Sobald Sie sich von der Narkose erholt haben, kehren Sie zur Maus in ihren normalen gemeinsamen Haltungskäfig zurück. Mäuse wurden wie beschrieben bestrahlt und gemessen. Vor der Bestrahlung wurde ein Basisspektren mit einem Quellenabstand von 260 Mikrometern in einem athymischen Mausmodell der Haut aufgenommen.

Die dicke grüne Linie zeigt eine mathematische Anpassung der dünnen blauen Linie. Im Vergleich zu Messungen, die sechs Tage nach einer 40-Grau-Bestrahlung durchgeführt wurden, wurden Unterschiede in der spektralen Form zwischen 550 und 600 Nanometern beobachtet, wahrscheinlich aufgrund eines Anstiegs des sauerstoffhaltigen Hämoglobins. Ein geringer Anstieg des absoluten Reflexionsvermögens wird ebenfalls beobachtet und kann mit einer Zunahme der Streuleistung des Gewebes korreliert sein.

Die angepassten Daten liefern quantitative optische Biomarker, die in Abhängigkeit von der Zeit nach der Bestrahlung verfolgt werden können. Zum Beispiel nahmen die Messungen der Sauerstoffsättigung des Gewebes nach der Bestrahlung schrittweise zu. Diese quantitativen Daten korrelierten mit einem visuellen Grad der Hauttoxizität, der auch nach der Bestrahlung progressiv zunahm.

Nachdem Sie sich dieses Video angesehen haben, sollten Sie ein gutes Verständnis dafür haben, wie Sie die diffuse optische Spektroskopie zur quantitativen Bewertung von Strahlentoxizitäten für die Haut einsetzen können.
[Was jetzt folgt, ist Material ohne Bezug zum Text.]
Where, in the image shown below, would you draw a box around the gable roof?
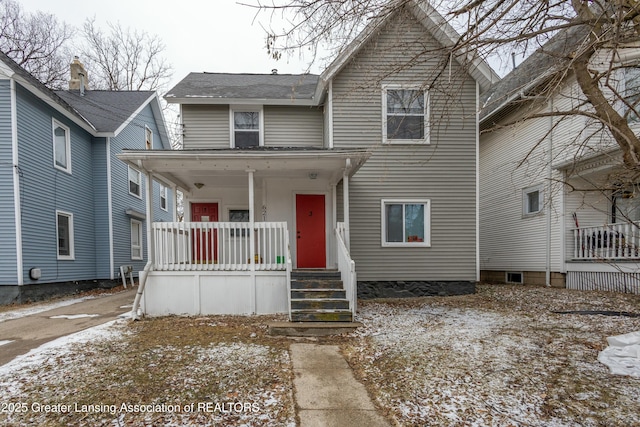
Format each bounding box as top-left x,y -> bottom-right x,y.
165,72 -> 318,105
0,52 -> 171,147
480,25 -> 590,122
319,0 -> 500,96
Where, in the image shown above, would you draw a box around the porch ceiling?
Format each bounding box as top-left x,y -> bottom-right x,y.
118,149 -> 371,191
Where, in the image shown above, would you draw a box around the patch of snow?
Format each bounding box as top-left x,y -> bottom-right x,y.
598,331 -> 640,378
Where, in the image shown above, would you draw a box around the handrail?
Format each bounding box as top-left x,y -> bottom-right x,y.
336,223 -> 358,315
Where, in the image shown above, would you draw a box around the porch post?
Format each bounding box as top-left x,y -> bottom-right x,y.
342,166 -> 351,251
144,171 -> 155,268
247,169 -> 256,271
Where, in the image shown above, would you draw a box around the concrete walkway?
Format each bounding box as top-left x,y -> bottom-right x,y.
0,287 -> 138,366
290,344 -> 390,427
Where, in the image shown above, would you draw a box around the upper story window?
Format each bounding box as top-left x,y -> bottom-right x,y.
382,200 -> 431,246
382,87 -> 429,143
231,108 -> 263,148
129,166 -> 142,197
144,126 -> 153,150
53,120 -> 71,173
624,66 -> 640,123
522,185 -> 544,216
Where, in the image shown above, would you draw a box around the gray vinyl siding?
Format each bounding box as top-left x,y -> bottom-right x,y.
333,6 -> 477,281
264,106 -> 323,147
111,106 -> 173,277
0,80 -> 18,285
17,86 -> 96,284
182,105 -> 230,149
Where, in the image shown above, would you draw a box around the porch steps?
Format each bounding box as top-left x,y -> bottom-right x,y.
291,270 -> 353,323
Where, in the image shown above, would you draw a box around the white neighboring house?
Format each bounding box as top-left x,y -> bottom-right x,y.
480,28 -> 640,293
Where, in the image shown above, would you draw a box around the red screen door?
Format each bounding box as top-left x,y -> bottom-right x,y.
296,194 -> 327,268
191,203 -> 218,264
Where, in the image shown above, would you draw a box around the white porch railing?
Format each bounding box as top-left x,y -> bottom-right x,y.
573,223 -> 640,260
152,222 -> 288,271
336,222 -> 358,315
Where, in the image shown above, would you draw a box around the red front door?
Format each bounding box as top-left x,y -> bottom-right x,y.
296,194 -> 327,268
191,203 -> 218,264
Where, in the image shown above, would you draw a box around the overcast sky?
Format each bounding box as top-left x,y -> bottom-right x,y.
18,0 -> 321,91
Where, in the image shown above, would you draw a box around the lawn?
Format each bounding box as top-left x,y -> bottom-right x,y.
0,285 -> 640,426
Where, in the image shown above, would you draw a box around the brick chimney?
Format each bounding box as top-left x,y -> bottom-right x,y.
69,56 -> 89,95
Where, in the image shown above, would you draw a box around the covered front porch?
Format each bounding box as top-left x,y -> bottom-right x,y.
120,149 -> 369,315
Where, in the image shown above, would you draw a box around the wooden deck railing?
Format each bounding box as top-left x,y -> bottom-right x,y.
152,222 -> 288,271
573,223 -> 640,261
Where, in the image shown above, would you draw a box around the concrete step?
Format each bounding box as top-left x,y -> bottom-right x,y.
291,309 -> 353,322
291,269 -> 341,280
291,279 -> 344,290
291,298 -> 349,310
291,288 -> 347,299
267,322 -> 362,337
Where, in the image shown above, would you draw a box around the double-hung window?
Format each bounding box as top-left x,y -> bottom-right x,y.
624,66 -> 640,123
382,87 -> 429,143
231,109 -> 263,148
129,166 -> 142,197
53,119 -> 71,173
381,200 -> 431,246
522,185 -> 544,216
131,219 -> 142,260
56,211 -> 75,260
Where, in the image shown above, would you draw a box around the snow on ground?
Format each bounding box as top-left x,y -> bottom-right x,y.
345,287 -> 640,426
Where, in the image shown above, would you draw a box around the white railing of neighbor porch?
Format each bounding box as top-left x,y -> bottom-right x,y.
152,222 -> 288,271
573,223 -> 640,260
336,222 -> 358,315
Einmal gemeistert, kann diese Technik in zwei oder drei Minuten ausgeführt werden, wenn sie richtig ausgeführt wird. Bei diesem Verfahren ist es wichtig, die DOS-Sonde leicht nach unten zu drücken, um eine Zerstreuung des Gefäßsystems zu vermeiden.

Diese Technik kann im Bereich der Strahlentherapie eingesetzt werden, um physiologische Parameter bei der Beschreibung der normalen Strahlenreaktion des Gewebes zu verknüpfen.